VJJ was purchased from Hebei Renxin Pharmaceutical Co., LTD. The extraction process was as follows: the crude powder of VJJ was subjected to 70% ethanol extraction, with an initial extraction ratio of 8:1 for 24 h, followed by a subsequent 6:1 extraction for 12 h. The resultant extracts were amalgamated and then concentrated under reduced pressure to remove any residual alcoholic odor, yielding an ethanolic extract. For purification, the ethanolic extract was homogeneously dispersed in water through ultrasonication and subsequently loaded onto a D101 macroporous resin column, characterized by a specific adsorption capacity of 72 mg/g, an adsorption flow rate of 1 BV/h, and an elution flow rate of 2 BV/h. Elution was performed sequentially with water at 6BV, followed by 60% ethanol at 4BV, and finally 95% ethanol at 4BV. The 95% ethanol fraction was collected, concentrated into a paste under reduced pressure, and subsequently dried in a vacuum at 40°C. The quantification of total iridoids in the extract, as determined by ultraviolet spectrophotometry, was established at 83.25%.

Forty-eight healthy male Sprague Dawley rats, weighing between 250 to 290 grams, were acquired from SiPeiFu (Beijing) Biotechnology Co. Ltd. (Animal Certificate No.: SCXK (Beijing) 2019–0010). The housing conditions were meticulously maintained, ensuring cleanliness and adequate ventilation, with a stable room temperature of 22 ± 2°C, relative air humidity maintained at 60%, a 12-h light–dark cycle, and ad libitum access to food. The conduct of the animal study received ethical approval from the Ethics Committee of the General Hospital of the Western Theater Command of the Chinese People’s Liberation Army.

Anesthesia induction in the rats was achieved through intraperitoneal injection of 5% pentobarbital sodium, administered at a dosage of 30 mg/kg.
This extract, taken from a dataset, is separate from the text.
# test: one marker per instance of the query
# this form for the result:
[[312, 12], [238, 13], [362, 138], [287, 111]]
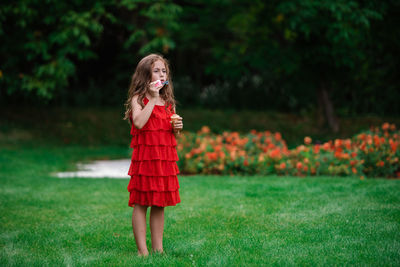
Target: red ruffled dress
[[153, 168]]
Subsequent to the T10 laminectomy, the spinal cord was clamped at the corresponding level for 10 s using 70 g medical aneurysm clips. Following the closure of the surgical incision, penicillin was administered via intramuscular injection at a dosage of 200,000 U/day for a period of 3 days. Additionally, manual bladder expression was conducted thrice daily to facilitate urinary excretion until normal voiding was reestablished. In the sham group, the procedure was limited to laminectomy, ensuring the spinal cord was left intact.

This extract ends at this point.